Munroist4113

By Munroist4113

Sylvia Plath’s grave

We had a quiet night at our wild camp before embarking on the twisty, narrow, scary single track road down to Heptonstall. It was only a slight detour - I wanted to visit Sylvia Plath’s grave. The village is a “conservation” village with picturesque old stone houses and cobbled streets - even the main road through it was very narrow and people had to park vehicles by the road above the village. It was like a ghost place. I assume the cottages are mostly holiday homes as there was nobody around apart from a few people like us, in the graveyard. I didn’t expect it to be so overgrown with weeds that it was hard to walk amid the graves. It was totally uncared for - even the new graves had only some disconsolate plastic flowers amid the weeds. The war grave headstones were clean but the surroundings as ill-kept as the rest. We had to smile at one “GrannyBasher, head of her clan”. There was one with a wooden cross, no name and an Irish flag draped round it. A story there. It looked like people had tried to erase Hughes from Plath’s headstone.
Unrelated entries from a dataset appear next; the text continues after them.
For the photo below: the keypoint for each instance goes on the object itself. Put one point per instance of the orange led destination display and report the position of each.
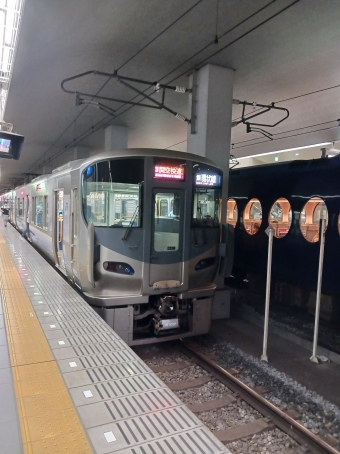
(170, 172)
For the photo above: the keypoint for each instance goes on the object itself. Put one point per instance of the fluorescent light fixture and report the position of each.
(10, 21)
(10, 18)
(284, 151)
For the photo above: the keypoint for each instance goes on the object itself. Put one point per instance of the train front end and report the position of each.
(152, 227)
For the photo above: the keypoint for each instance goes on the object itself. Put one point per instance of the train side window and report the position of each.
(252, 216)
(112, 193)
(20, 207)
(310, 219)
(206, 207)
(232, 212)
(39, 211)
(45, 212)
(280, 217)
(33, 210)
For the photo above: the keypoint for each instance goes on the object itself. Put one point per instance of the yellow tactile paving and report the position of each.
(49, 423)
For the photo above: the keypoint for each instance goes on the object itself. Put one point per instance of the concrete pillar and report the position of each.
(79, 152)
(213, 101)
(116, 137)
(209, 136)
(45, 170)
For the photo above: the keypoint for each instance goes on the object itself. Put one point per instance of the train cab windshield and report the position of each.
(112, 192)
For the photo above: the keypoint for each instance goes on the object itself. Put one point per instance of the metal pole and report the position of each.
(270, 233)
(314, 358)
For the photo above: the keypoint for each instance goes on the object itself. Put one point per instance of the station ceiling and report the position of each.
(284, 51)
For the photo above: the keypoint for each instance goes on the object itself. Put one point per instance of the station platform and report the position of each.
(68, 383)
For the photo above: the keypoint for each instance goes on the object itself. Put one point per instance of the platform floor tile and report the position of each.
(124, 407)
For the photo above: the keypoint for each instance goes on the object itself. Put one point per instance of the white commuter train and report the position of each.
(137, 231)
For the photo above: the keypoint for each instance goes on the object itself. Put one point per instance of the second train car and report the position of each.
(137, 231)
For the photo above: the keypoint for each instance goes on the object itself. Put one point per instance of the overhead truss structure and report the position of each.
(88, 98)
(95, 100)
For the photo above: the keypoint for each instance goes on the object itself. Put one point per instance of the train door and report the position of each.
(167, 236)
(59, 226)
(74, 233)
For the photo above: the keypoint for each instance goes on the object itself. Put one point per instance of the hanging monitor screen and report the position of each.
(208, 179)
(10, 145)
(169, 172)
(4, 145)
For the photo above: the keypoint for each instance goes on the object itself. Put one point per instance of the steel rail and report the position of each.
(284, 422)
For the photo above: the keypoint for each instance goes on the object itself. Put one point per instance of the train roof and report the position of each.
(132, 153)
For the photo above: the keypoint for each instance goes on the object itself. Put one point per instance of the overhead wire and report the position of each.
(99, 125)
(289, 136)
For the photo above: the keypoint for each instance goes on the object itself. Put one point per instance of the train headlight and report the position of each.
(119, 267)
(205, 263)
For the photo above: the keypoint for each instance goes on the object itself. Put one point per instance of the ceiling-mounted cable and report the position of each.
(106, 121)
(121, 66)
(216, 27)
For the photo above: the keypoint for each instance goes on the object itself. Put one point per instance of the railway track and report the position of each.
(272, 416)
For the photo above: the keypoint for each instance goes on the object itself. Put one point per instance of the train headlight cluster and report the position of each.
(119, 267)
(205, 263)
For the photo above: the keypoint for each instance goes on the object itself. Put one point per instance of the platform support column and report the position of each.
(270, 233)
(116, 137)
(210, 107)
(314, 358)
(210, 110)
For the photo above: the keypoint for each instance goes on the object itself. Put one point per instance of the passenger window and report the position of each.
(280, 217)
(232, 212)
(310, 217)
(252, 217)
(39, 211)
(112, 193)
(206, 207)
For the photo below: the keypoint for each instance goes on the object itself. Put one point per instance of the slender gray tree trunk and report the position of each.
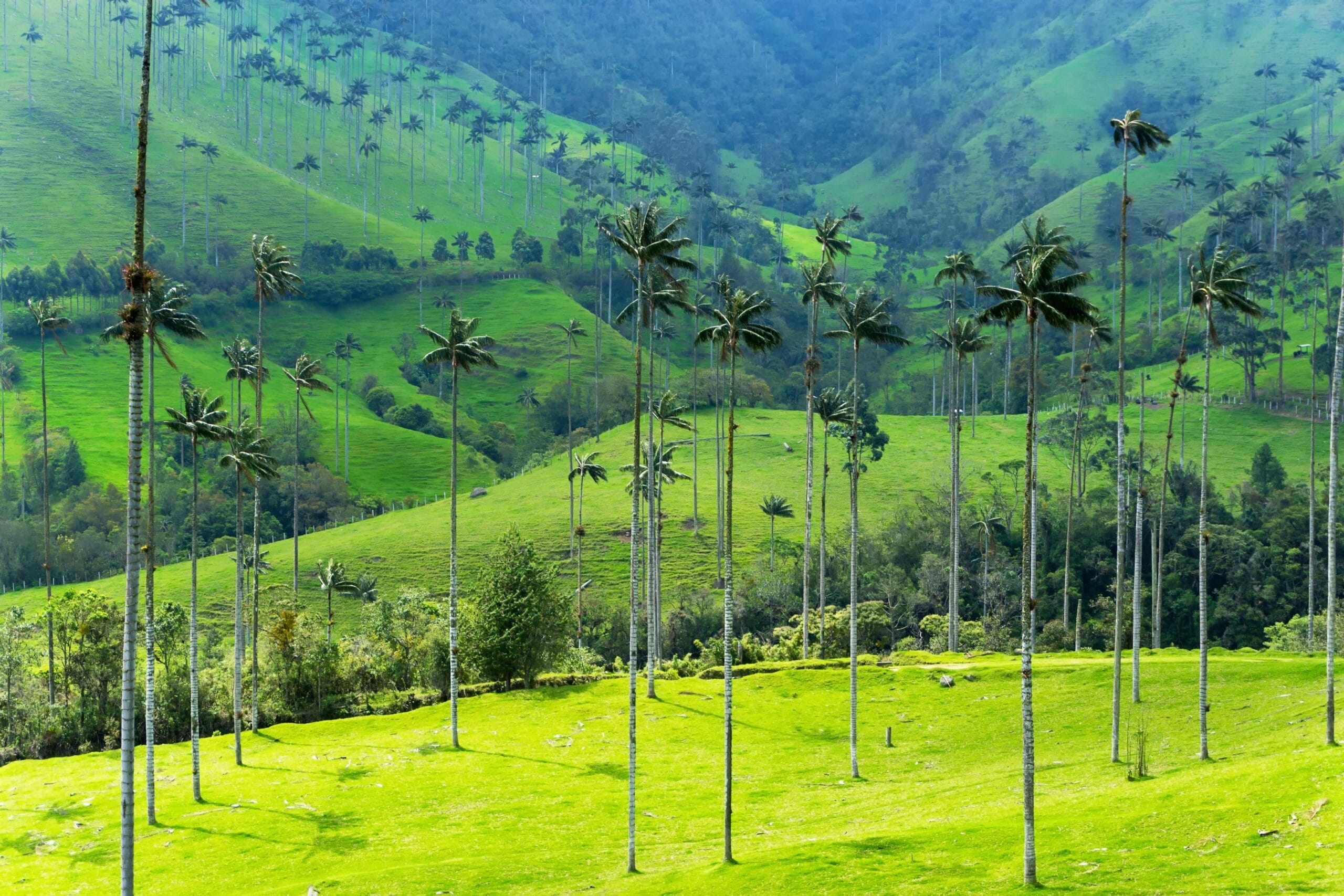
(811, 366)
(1203, 546)
(1120, 452)
(1332, 513)
(1028, 598)
(191, 656)
(452, 568)
(854, 573)
(728, 618)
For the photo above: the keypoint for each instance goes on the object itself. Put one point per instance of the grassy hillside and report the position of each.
(76, 150)
(383, 805)
(87, 386)
(1069, 82)
(409, 549)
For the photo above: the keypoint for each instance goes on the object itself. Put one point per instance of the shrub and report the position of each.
(380, 399)
(518, 617)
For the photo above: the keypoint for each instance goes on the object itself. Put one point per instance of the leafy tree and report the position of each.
(518, 618)
(486, 246)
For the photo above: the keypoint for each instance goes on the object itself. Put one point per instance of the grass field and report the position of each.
(409, 549)
(536, 800)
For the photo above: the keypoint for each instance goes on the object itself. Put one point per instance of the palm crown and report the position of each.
(738, 323)
(304, 376)
(1038, 288)
(460, 347)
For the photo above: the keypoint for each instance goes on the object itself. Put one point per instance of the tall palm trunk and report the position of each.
(728, 616)
(854, 571)
(651, 574)
(579, 568)
(1028, 599)
(569, 430)
(822, 550)
(1076, 486)
(139, 284)
(1332, 513)
(452, 567)
(1136, 602)
(811, 366)
(150, 606)
(1120, 449)
(954, 511)
(295, 523)
(238, 618)
(191, 649)
(256, 544)
(1162, 499)
(635, 590)
(1203, 539)
(46, 525)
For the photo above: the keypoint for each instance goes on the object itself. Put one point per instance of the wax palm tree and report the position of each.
(32, 37)
(304, 376)
(332, 579)
(667, 412)
(7, 242)
(201, 419)
(307, 164)
(167, 313)
(463, 351)
(47, 316)
(958, 268)
(368, 150)
(774, 507)
(1097, 335)
(572, 332)
(1223, 280)
(697, 308)
(249, 458)
(1128, 132)
(819, 285)
(7, 371)
(275, 275)
(643, 234)
(183, 145)
(132, 331)
(584, 467)
(350, 344)
(862, 320)
(738, 325)
(1041, 292)
(961, 340)
(210, 152)
(832, 409)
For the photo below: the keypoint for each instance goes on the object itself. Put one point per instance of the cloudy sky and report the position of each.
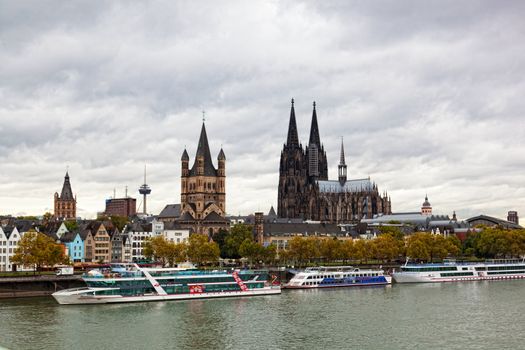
(429, 97)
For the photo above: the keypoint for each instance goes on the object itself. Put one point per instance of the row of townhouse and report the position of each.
(10, 235)
(140, 232)
(92, 241)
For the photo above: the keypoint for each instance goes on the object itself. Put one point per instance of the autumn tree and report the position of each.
(200, 250)
(386, 247)
(38, 250)
(232, 242)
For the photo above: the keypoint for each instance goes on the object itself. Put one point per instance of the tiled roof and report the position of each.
(333, 186)
(170, 211)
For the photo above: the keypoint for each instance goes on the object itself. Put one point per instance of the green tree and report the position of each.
(71, 225)
(387, 247)
(418, 247)
(38, 250)
(238, 234)
(220, 238)
(251, 250)
(201, 251)
(359, 250)
(394, 231)
(157, 249)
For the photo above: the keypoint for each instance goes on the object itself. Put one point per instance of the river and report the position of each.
(472, 315)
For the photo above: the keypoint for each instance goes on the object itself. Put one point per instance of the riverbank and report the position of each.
(39, 285)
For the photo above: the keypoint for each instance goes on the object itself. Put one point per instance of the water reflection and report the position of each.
(434, 316)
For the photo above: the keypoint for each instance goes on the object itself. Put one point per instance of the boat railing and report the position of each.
(505, 261)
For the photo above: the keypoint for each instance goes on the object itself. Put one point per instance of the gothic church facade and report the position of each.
(305, 191)
(203, 190)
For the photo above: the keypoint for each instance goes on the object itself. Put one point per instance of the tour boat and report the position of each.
(452, 271)
(337, 276)
(131, 283)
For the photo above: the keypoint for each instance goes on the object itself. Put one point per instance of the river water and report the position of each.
(472, 315)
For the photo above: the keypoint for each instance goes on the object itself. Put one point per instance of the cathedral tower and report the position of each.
(292, 173)
(65, 204)
(342, 166)
(315, 153)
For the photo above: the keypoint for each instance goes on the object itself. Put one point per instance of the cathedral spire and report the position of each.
(342, 165)
(293, 138)
(67, 193)
(342, 159)
(314, 130)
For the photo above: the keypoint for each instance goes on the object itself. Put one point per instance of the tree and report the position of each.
(387, 247)
(47, 217)
(251, 250)
(394, 231)
(418, 247)
(233, 241)
(38, 250)
(220, 238)
(331, 249)
(359, 250)
(71, 225)
(201, 251)
(156, 248)
(118, 221)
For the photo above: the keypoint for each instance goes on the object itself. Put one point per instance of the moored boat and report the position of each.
(131, 283)
(452, 271)
(337, 276)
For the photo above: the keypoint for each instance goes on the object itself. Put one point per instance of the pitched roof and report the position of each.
(170, 211)
(203, 150)
(333, 186)
(302, 228)
(496, 221)
(213, 216)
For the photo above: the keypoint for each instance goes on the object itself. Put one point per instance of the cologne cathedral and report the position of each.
(305, 191)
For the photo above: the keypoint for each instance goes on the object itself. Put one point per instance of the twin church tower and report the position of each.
(304, 188)
(305, 191)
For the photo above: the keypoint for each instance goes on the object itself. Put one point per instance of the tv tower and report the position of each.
(144, 190)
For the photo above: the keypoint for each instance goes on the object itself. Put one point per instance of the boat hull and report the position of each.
(67, 298)
(338, 286)
(412, 278)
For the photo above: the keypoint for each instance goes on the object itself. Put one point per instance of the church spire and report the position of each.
(342, 165)
(314, 130)
(293, 138)
(342, 159)
(67, 193)
(203, 153)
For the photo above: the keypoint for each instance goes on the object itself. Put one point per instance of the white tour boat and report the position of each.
(131, 283)
(337, 276)
(452, 271)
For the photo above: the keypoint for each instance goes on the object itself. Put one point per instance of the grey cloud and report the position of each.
(426, 94)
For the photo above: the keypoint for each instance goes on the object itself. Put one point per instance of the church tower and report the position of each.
(426, 208)
(342, 166)
(203, 189)
(292, 173)
(65, 205)
(315, 153)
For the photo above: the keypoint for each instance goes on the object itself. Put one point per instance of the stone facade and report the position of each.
(305, 191)
(65, 205)
(203, 190)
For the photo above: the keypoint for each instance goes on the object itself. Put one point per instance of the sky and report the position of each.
(427, 95)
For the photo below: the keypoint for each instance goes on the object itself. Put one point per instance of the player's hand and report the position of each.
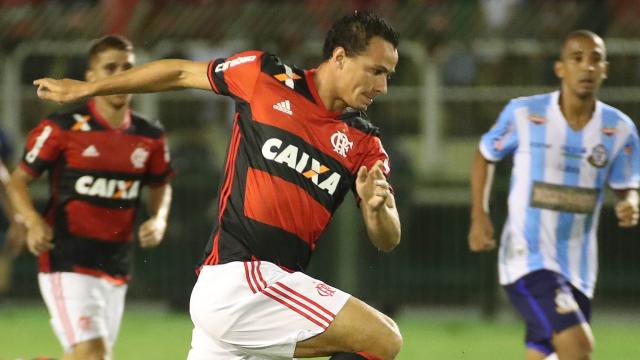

On top of it were some pens and pencils and a beautiful drawing, but it’s sad her family, friends, beneficiaries from her royalties or trustees of her work don’t pay someone to look after her grave.

From there we went down to Hebden Bridge to the Co-op, the biggest we’ve seen, and the first shop for months that had no empty shelves. Unfortunately we couldn’t find a place to park in the town so drove on to Sabden to visit an old friend for lunch. We try to come every year. Her old dog, her link for her husband who died just before Covid, had a £4000 operation for a tumour which has returned so she is facing up to having to say goodbye.

It took ages on narrow A roads to get a bit further east from Sedburgh to our wild camp overlooking the Dent fault. It’s raining and driving on these narrow roads with high walls/hedges is tiring so we’ll find a main road home. Route finding by road map is much better than using google which tends to route us on difficult roads for the van and driver.

Thank you for the stars and hearts for the Kusama blip yesterday. I’m honoured and surprised.